I sistemi Spray, Blizzard
e Snow sono una versione ridotta del SuperSpray, con meno parametri e alcuni
preimpostati, che definiscono il comportamento delle particelle (ad esempio
lo Snow ha le particelle che già oscillano e scompaiono verso la fine).
Il sistema PCloud è
fatto così:
Le particelle vengono
emesse all'interno del volume della scatola, e si muvono per default in direzioni
casuali (occorre però impostare Speed > 0).
Vediamo i suoi parametri.

OBJECT-BASED EMITTER.
Le particelle partono dal volume dell'oggetto selezionato con il pulsante PICK
OBJECT. In questo caso l'icona del sistema particellare cambia forma.
PARTICLE FORMATION.
In questa sezione viene definita la forma dell'icona del sistema particellare,
e quindi il volume di emissione delle particelle. L'opzione Object-Based Emitter
viene usata per l'emissione da volumi di oggetti, come appena visto qui sopra.
DISPLAY ICON.
Dimensione dell'icona.

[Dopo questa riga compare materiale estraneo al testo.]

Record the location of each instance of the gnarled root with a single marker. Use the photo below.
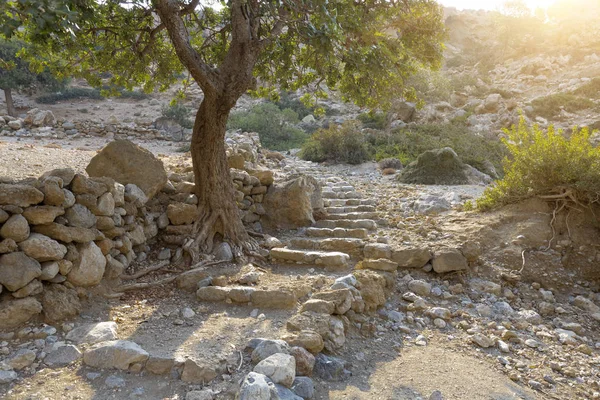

Definisce il volume di emissione, che può essere
ridotto anche a un piano.
Nella tendina Particle
Generation troviamo questa sezione:

RANDOM/DIRECTION VECTOR.
Si può definire unmovimento casuale delle particelle oppure lungo un
vettore, definendo il suo orientamento tramite le componenti X,Y,Z.
I restanti parametri
sono ghli stessi visti per il SuperSpray.
Il sistema PArray
appare così:
Questo sistema può
emettere particelle soltanto prendendo come riferimento un altro oggetto. L'oggetto
viene scelto tramite il pulsante Pick Object.
Con i parametri della
sezione Particle Formation si definisce la maniera in cui le particelle vengono
emesse. Dall'alto n basso si ha:
- Dalla superficie.
- Lungo i bordi visibili.
- Dai vertici.
Da punti particolari (con Total si definisce la quantità di questi punti).
- Dal centro della facce.
Eventualmente si può
decidere di emettere le particelle solo da una zona di superficie attivanto
la modalità USE SELECTED SUBOBJECTS, dopo avere definito sulla superficie
una selezione di facce, bordi o vertici.